Nonetheless, the channel’s upside potential
continues to encourage banks to invest time and resources in
scaling up their offerings. In terms of user interest, Seryakov
believes that 2009 will see similar or superior growth rates to
those witnessed in 2008.
Loans and deposits online
The online services available at
Rosbank include loans, deposits and cards, with the typical
procedure on the asset side involving customers making an online
loan request and subsequently arranging a meeting at a nearby bank
branch (the bank has one of the largest branch networks in Russia
with 700 units).
Rosbank’s ‘Mobile
Client-Bank’ allows customers to perform a range of operations
including the checking of transactions, making public utility and
other bill payments to over 170 providers, transferring funds
between accounts, and blocking or unblocking bank cards.
The bank believes that its distributive
capabilities will also give it the edge in the m-banking stakes:
Russia’s geographical scope is such that mobile phone operators
tend to function on a regionalised basis, and as such there are
numerous partnerships that must be formed in order to develop a
truly nationwide m-banking operation. Rosbank has now finalised
agreements with 22 regional mobile operators, an achievement
Seryakov said has allowed the bank “to seize a big territory with
our service”.
Reaching the underbanked populace is a key
strategic driver, and Seryakov added: “In developing the Mobile
Client-Bank system we have headed for the regions where people
still have problems with high quality and convenient bank services.
The reasons for this are the insufficient density of outlets of any
bank and the low quality and high cost of internet connections. On
the other hand, almost everyone has a mobile phone”.
Online security, ever a concern in Russia, is
also rigorously monitored, he said. “Security is the top priority
for the bank and for our remote banking service. It is constantly
monitored. There are three tiers of security at the internet bank
and reliable protection levels for the Mobile Client-Bank as
well.”
But while m-banking is an emerging channel in
Russia, the technology and innovations which power the service have
attracted interest elsewhere. Rosbank’s Mobile Client-Bank,
developed without the assistance of its parent French company, has
become one of the leading innovations in the SG Group, Seryakov
said. That may lead to SocGen applying the tenets of the system
elsewhere.
“They are very interested in the service.

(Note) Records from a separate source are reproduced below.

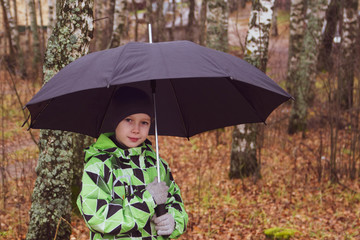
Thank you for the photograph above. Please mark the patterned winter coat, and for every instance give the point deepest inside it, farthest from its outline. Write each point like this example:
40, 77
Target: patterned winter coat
113, 199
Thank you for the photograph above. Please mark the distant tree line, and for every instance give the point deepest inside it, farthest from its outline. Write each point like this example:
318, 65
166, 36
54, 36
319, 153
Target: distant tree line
324, 50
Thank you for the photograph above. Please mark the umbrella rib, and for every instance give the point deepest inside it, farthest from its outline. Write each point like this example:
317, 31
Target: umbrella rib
107, 107
37, 116
178, 105
239, 90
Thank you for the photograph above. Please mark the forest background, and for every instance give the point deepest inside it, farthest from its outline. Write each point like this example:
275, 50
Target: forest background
307, 177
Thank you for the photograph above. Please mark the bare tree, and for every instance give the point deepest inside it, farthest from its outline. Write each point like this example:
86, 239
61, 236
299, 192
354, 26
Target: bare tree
297, 30
51, 17
119, 24
12, 35
35, 38
244, 160
217, 20
51, 199
347, 54
306, 69
191, 21
203, 13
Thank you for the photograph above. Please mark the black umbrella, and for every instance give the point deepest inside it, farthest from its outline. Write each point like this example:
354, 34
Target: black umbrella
197, 89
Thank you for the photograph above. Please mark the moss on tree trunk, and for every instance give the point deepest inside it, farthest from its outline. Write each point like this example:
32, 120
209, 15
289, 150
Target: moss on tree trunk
51, 199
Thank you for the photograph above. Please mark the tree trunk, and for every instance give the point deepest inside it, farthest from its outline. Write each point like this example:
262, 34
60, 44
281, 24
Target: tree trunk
12, 34
119, 25
136, 30
160, 22
51, 17
274, 28
173, 20
297, 30
332, 18
191, 22
42, 33
202, 30
347, 54
244, 161
51, 199
306, 69
150, 15
217, 16
35, 38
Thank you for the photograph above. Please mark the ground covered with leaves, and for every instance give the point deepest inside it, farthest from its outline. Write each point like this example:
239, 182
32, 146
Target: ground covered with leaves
294, 191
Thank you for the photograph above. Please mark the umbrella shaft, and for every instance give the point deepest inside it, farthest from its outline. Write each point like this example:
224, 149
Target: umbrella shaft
156, 140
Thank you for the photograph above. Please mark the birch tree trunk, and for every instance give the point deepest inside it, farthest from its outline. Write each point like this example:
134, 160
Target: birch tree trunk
347, 53
149, 14
202, 29
119, 25
51, 199
306, 69
332, 19
191, 21
35, 37
160, 22
297, 30
12, 34
217, 16
51, 17
244, 161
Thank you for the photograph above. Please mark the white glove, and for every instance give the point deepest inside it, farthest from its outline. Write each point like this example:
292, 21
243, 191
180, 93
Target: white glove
158, 191
164, 224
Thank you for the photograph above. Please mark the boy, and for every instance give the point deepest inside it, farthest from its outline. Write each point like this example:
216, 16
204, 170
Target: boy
119, 194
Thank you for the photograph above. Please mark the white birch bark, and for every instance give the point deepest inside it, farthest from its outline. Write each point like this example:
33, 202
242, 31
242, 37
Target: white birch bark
12, 31
305, 73
217, 21
51, 199
244, 160
119, 24
51, 17
347, 46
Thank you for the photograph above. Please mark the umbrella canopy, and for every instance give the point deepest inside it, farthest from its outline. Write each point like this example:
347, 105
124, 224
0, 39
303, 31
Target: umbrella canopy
197, 89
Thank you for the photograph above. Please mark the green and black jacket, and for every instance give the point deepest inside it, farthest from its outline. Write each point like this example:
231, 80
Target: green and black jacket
113, 199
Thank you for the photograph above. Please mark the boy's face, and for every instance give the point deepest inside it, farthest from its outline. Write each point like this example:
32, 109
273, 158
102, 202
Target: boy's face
133, 130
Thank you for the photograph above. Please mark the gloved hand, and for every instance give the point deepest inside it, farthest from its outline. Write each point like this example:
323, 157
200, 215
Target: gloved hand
158, 191
164, 224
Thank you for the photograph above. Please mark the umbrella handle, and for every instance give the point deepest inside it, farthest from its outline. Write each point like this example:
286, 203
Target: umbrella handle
153, 86
161, 210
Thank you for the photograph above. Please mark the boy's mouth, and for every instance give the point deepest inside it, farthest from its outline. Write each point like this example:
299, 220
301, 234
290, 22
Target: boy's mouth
133, 139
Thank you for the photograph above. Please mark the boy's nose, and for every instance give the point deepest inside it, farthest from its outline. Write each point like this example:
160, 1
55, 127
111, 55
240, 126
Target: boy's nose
136, 128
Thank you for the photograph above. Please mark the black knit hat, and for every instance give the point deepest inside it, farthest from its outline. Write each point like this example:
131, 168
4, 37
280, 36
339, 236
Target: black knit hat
125, 102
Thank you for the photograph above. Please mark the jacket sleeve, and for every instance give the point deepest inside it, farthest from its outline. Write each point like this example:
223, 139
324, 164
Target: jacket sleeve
107, 213
175, 205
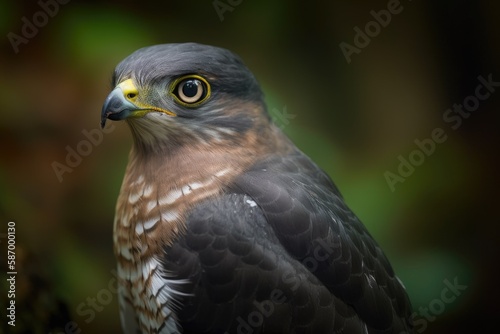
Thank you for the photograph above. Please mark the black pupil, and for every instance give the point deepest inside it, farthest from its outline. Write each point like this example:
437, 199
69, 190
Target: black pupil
190, 88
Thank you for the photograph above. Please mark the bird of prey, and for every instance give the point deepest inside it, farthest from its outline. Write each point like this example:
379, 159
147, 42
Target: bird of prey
222, 224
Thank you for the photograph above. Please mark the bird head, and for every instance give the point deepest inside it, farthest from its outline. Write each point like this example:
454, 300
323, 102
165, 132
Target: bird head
173, 94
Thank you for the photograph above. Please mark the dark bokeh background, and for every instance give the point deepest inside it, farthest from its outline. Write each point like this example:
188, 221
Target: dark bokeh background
354, 119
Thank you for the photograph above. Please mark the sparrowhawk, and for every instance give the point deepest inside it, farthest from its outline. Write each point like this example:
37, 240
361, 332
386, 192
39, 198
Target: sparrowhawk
222, 224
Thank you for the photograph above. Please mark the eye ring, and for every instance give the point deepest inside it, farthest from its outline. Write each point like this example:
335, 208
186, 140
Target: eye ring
190, 90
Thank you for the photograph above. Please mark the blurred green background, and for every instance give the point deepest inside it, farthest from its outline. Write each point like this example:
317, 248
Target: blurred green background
354, 119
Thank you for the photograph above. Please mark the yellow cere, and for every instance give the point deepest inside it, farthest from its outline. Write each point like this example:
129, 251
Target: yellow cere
131, 93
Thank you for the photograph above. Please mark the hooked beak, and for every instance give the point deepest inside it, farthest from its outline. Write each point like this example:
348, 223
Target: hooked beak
121, 104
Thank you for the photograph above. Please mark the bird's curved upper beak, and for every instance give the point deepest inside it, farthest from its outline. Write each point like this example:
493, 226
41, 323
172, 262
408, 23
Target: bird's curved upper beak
121, 104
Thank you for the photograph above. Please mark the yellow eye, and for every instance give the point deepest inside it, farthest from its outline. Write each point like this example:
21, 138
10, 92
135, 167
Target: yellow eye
191, 90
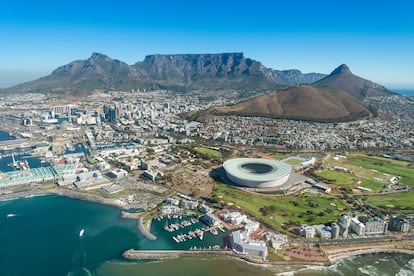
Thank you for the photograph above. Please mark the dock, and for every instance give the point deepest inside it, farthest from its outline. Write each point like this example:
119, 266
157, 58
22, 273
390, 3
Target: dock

We
suppose that this system may be reproduced in any bank of the group
located in a region applying GSM mobile standards.”
With a relatively large customer base to
leverage – the bank had around three million individual customers
in 2008 – Seryakov is ambitious in his vision of the future for
direct banking at Rosbank. “We suppose that in the near future over
45 percent of clients will use remote services,” he concluded.